Friday, May 16, 2008

Engineering and Autism

A few months ago, I attended a talk on uses of virtual reality. One that caught my attention was a computer game for teaching autistic children how to escape if their home were to catch fire. I think the idea is that one trait that some autistic individuals exhibit is a strong reliance on memorization or routine as opposed to what most people would consider independent reasoning or abstraction of information to new situations. This is certainly true of my son's early language abilities, although he continues to make good progress. I kind of had to laugh though - wouldn't it be more helpful if they came up with a VR application to teach these kids to dress themselves or use the bathroom properly or something with more everyday utility that many of them struggle with? I'm much less concerned about the house catching on fire than I am about timely achievement of basic life skills.

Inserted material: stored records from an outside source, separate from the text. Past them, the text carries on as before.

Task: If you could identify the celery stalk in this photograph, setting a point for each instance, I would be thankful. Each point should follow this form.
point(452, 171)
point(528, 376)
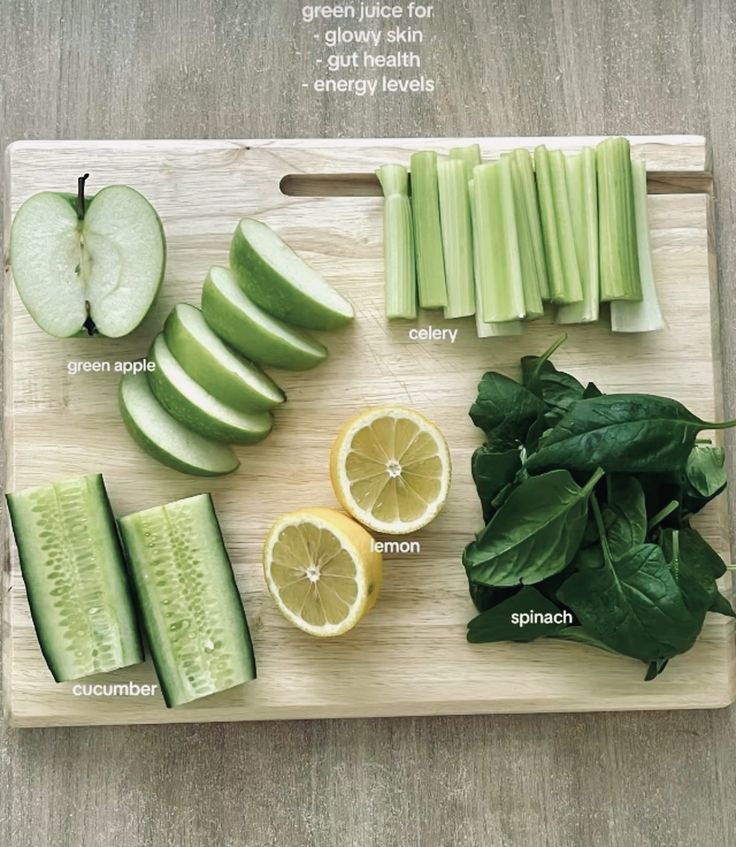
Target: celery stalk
point(559, 242)
point(645, 316)
point(470, 156)
point(525, 195)
point(398, 243)
point(457, 239)
point(583, 196)
point(619, 260)
point(533, 305)
point(425, 206)
point(499, 264)
point(485, 329)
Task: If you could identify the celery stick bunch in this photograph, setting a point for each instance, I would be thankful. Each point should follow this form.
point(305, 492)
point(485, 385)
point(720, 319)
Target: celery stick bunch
point(498, 239)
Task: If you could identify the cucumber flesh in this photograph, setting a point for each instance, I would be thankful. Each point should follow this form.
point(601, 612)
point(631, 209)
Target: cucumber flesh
point(211, 363)
point(280, 282)
point(188, 599)
point(196, 408)
point(251, 330)
point(75, 577)
point(167, 440)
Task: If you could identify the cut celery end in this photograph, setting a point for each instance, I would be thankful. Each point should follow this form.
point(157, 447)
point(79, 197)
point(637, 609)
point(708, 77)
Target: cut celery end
point(398, 243)
point(525, 194)
point(619, 261)
point(582, 193)
point(469, 156)
point(646, 315)
point(559, 242)
point(533, 305)
point(485, 329)
point(425, 207)
point(457, 239)
point(499, 265)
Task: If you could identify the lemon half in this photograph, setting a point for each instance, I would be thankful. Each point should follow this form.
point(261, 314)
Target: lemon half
point(390, 468)
point(321, 570)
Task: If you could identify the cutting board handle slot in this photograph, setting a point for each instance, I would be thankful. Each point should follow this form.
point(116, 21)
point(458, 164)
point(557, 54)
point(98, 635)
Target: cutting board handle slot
point(330, 185)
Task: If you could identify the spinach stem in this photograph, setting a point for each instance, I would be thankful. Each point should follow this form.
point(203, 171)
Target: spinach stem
point(598, 517)
point(662, 514)
point(593, 481)
point(676, 555)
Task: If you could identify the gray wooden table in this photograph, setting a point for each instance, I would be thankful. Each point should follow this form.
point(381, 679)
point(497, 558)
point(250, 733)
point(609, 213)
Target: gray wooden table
point(209, 68)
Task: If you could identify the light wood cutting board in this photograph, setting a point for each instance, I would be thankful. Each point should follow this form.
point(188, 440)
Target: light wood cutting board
point(409, 656)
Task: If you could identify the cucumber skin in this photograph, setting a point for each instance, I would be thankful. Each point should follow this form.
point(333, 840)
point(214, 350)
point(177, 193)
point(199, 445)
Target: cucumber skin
point(126, 604)
point(159, 453)
point(180, 407)
point(240, 332)
point(138, 581)
point(204, 368)
point(270, 290)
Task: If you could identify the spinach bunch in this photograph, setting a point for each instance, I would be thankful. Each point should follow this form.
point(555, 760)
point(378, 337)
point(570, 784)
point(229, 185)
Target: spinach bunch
point(588, 500)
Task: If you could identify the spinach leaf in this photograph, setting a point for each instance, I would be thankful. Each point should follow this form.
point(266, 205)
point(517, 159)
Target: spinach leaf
point(499, 623)
point(705, 477)
point(504, 410)
point(655, 669)
point(624, 433)
point(492, 472)
point(633, 604)
point(534, 534)
point(696, 567)
point(625, 513)
point(558, 390)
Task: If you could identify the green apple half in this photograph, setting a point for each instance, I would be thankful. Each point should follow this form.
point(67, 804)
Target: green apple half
point(283, 284)
point(209, 361)
point(253, 332)
point(164, 438)
point(87, 266)
point(196, 408)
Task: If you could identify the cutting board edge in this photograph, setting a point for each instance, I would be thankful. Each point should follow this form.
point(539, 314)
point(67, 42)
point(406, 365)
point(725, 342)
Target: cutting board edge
point(478, 707)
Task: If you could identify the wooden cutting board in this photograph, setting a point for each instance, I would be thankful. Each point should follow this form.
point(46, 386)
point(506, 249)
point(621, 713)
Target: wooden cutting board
point(409, 656)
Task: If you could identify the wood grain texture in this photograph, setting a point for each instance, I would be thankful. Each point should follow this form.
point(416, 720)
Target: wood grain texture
point(74, 68)
point(410, 656)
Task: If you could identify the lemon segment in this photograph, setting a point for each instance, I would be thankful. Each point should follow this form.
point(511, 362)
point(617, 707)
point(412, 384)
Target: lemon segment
point(390, 468)
point(321, 570)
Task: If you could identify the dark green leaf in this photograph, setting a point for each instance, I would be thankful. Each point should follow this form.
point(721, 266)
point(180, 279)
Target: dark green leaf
point(705, 477)
point(633, 604)
point(504, 622)
point(558, 389)
point(625, 433)
point(505, 411)
point(534, 534)
point(492, 472)
point(625, 513)
point(655, 669)
point(695, 565)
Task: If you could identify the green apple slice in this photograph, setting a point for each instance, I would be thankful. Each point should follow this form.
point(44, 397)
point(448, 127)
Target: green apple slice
point(283, 284)
point(195, 407)
point(253, 332)
point(211, 363)
point(164, 438)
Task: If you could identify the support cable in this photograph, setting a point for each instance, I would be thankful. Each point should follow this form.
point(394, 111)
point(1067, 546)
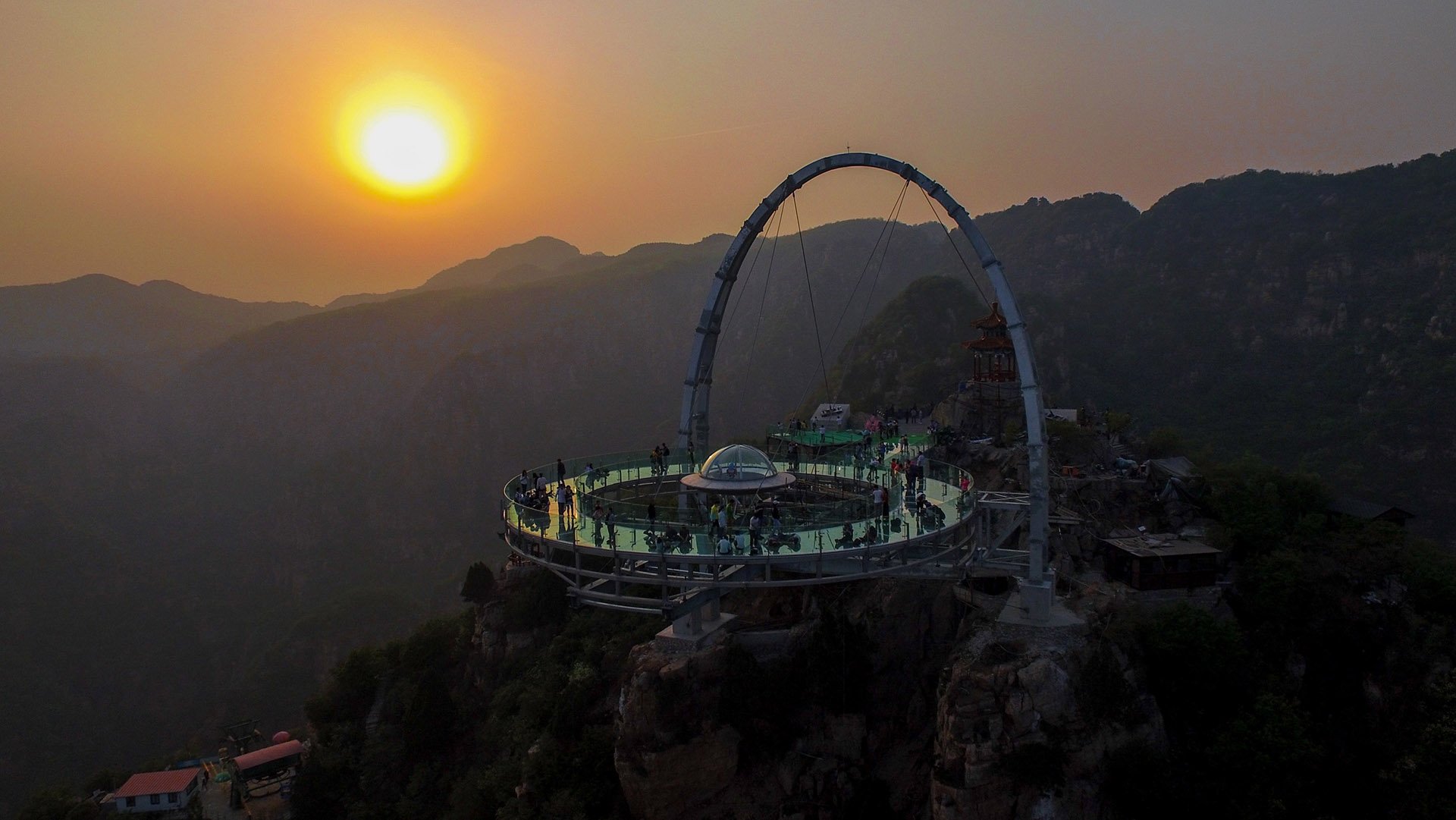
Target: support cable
point(965, 264)
point(764, 299)
point(887, 226)
point(743, 289)
point(870, 297)
point(890, 226)
point(813, 312)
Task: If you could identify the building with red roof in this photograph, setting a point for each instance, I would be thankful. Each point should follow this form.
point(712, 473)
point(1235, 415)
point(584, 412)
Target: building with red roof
point(158, 791)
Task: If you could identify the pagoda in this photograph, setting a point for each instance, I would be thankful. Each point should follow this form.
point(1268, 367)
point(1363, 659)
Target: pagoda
point(984, 402)
point(995, 357)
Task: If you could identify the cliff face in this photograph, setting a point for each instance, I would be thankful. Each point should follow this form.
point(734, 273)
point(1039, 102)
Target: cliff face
point(954, 715)
point(1021, 728)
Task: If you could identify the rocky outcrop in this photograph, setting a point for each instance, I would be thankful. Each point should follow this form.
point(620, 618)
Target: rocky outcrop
point(672, 755)
point(1021, 733)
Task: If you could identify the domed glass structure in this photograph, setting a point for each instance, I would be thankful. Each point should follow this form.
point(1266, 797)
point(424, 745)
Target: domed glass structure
point(737, 468)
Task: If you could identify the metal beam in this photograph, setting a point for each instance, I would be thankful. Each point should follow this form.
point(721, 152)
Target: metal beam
point(692, 429)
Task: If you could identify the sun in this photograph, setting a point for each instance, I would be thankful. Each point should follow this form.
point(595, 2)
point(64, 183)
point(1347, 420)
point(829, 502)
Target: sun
point(402, 137)
point(405, 147)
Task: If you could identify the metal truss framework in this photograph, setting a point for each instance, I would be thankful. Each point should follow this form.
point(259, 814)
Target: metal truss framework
point(692, 430)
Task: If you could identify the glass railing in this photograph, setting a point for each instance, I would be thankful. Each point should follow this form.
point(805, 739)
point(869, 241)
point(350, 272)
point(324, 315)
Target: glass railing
point(832, 473)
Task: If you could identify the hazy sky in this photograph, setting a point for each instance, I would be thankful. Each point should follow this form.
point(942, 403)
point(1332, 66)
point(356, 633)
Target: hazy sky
point(196, 142)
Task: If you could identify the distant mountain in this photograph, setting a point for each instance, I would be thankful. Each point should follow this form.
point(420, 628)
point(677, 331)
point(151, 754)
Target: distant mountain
point(104, 316)
point(1310, 319)
point(525, 262)
point(529, 262)
point(309, 460)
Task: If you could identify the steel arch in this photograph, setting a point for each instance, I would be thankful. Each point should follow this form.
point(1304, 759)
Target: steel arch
point(692, 430)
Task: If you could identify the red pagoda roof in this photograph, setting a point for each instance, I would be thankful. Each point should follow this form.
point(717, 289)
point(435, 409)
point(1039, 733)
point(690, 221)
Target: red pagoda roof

I just ran across a news article describing software for the diagnosis of autism. Often, getting a proper diagnosis can be difficult since autism is a spectral disorder with many different manifestations. So a young engineer in India has come up with a screening software that uses input from caregivers along with performance data from an AI gaming system used by the child in order to score the child's probability of falling on the autism spectrum. I thought this was pretty cool.
http://www.theinstitute.ieee.org/portal/site/tionline/menuitem.130a3558587d56e8fb2275875bac26c8/index.jsp?&pName=institute_level1_article&TheCat=1016&article=tionline/legacy/inst2008/may08/profile.xml&
They have also written a couple articles on the system, one entitled "Exploration of Autism using Artificial Intelligence Techniques" (Veeraraghavan & Srinivasan), available from IEEE.